President Obama's Election and the United States Mission At the United Nations

The guest speaker at the May 2009 breakfast meeting was Mr. Thomas Kirk McBride, the Deputy Political Counsellor of the United States Mission to the United Nations (right). He has spent twenty years at the US Mission to the United Nations and his main responsibility is to represent the interests of the United States with the issues connected with the Security Council. The meeting was moderated by Sheila Washington (left) a management consultant, and a member of the the Rotary Club of New York.

Mr. McBride noted that the foreign policy that United States does not change very much with different Presidential administrations. Perhaps, the only minor difference may include some additional funding for birth control methods, for example. However, he said, it should be noted that the world has celebrated President Obama's election, particularly in African countries where the citizenry was so elected that one would think that President Obama was elected as President of the African Union.

Similarly, President Obama's administration elevated the new US Ambassador to the United Nations, Susan Rice, to a Cabinet-level position. While this has been the case in some other administrations, it is indicative of the level of importance that the new administration places on diplomacy, and the complexed issues facing the United Nations.
The New York Times biography of the new ambassador stated that Ms. Rice was born in 1964, and is the daughter of a former governor on the Federal Reserve Board. She grew up in Washington, where she was a star basketball player, and valedictorian at the National Cathedral School. In college, she earned an undergraduate degree from Stanford University, and both a master’s degree and a doctorate in International Relations from New College at Oxford University, where she was a Rhodes Scholar. After graduation, she worked as a management consultant for McKinsey & Company before joining the Clinton administration. ambassador rice later became a senior fellow at the Brookings Institution and is married to Ian Cameron, the Canadian-born, executive producer, of ABC News’s “This Week with George Stephanopoulos” They have two children.

Our guest speaker stated that his position is dealing with the issues of the Security Council where some of the the major concerns are Peacekeeping operations, Non-proliferation of nuclear weapons, and Accelerating global climate change.

Regarding United Nations Peacekeeping missions there are eighteen ad-hoc missions now being supported with over 92,000 troops serving around the world. He explained that before the Bosnia peace keeping missions of the 1990's, the troops maintained an "established peace". However, since Bosnia, many of the peacekeeping forces have been involved in situations with significantly more combat.

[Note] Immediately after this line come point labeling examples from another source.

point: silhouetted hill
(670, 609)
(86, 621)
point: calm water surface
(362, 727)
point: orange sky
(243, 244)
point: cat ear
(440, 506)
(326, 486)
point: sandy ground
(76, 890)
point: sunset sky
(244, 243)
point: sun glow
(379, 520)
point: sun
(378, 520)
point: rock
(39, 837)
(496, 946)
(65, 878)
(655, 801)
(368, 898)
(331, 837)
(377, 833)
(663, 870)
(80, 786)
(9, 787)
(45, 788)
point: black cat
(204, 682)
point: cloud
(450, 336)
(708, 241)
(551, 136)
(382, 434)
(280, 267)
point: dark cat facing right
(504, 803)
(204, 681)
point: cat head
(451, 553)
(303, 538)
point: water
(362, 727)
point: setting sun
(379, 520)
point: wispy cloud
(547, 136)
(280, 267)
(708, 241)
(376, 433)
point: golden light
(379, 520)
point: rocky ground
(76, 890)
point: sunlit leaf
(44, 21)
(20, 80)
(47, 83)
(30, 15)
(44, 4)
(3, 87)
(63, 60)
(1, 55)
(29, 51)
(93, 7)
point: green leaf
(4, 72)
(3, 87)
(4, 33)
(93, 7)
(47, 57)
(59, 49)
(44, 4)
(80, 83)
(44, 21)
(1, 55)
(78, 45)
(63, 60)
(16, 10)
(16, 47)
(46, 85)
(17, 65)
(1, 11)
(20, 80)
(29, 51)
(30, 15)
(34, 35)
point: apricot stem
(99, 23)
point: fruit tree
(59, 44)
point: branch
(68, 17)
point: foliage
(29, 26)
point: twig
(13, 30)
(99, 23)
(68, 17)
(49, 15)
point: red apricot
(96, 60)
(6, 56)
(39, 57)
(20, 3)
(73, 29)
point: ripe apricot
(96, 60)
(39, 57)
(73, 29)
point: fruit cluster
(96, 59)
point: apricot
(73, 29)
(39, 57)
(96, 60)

The United States funds about twenty-six percent of all the peacekeeping missions and there is a $7 billion in the budget. However, the United States and the European Union supply less than five percent of the solders, with the largest percentage of solders coming from Pakistan and India. The United Nations reimburses the local governments that supply the troops at $1,040 per month, per soldier. In addition, the troops also receive significant training and additional funding for uniforms and equipment. Many developing countries find that they benefit financially from providing the troops.

The most difficult areas for the United Nations were the United Nations Operation in Somalia, (UNOSIM) Congo, and the Sudan. As such, the United Nations African Union Mission in Darfur (UNAMID) had recently been established.

It is important to recall that Chapter 8 of the UN Charter states that regional organizations should handle regional problems, but the African Union has not been successful.
As such, the AU and UN has formed an umbrella relationship to establish peace in these troubled regions.
Regarding the Sudan all outside parties are on the same side but the technical operation is hard to get right, our guest speaker noted. However, without doubt, the United States has been very supportive in assisting in the financing of $60 million toward the support of the efforts. However the US government has criticized the AU because it has not been able to provide transparent and documented accounting of the the funding. The EU is not as strict in requiring accurate accounting of the funds they have provided to the region.
The United States funds about 26 percent of all the Peace Keeping missions and there is about $7 billion in the budget.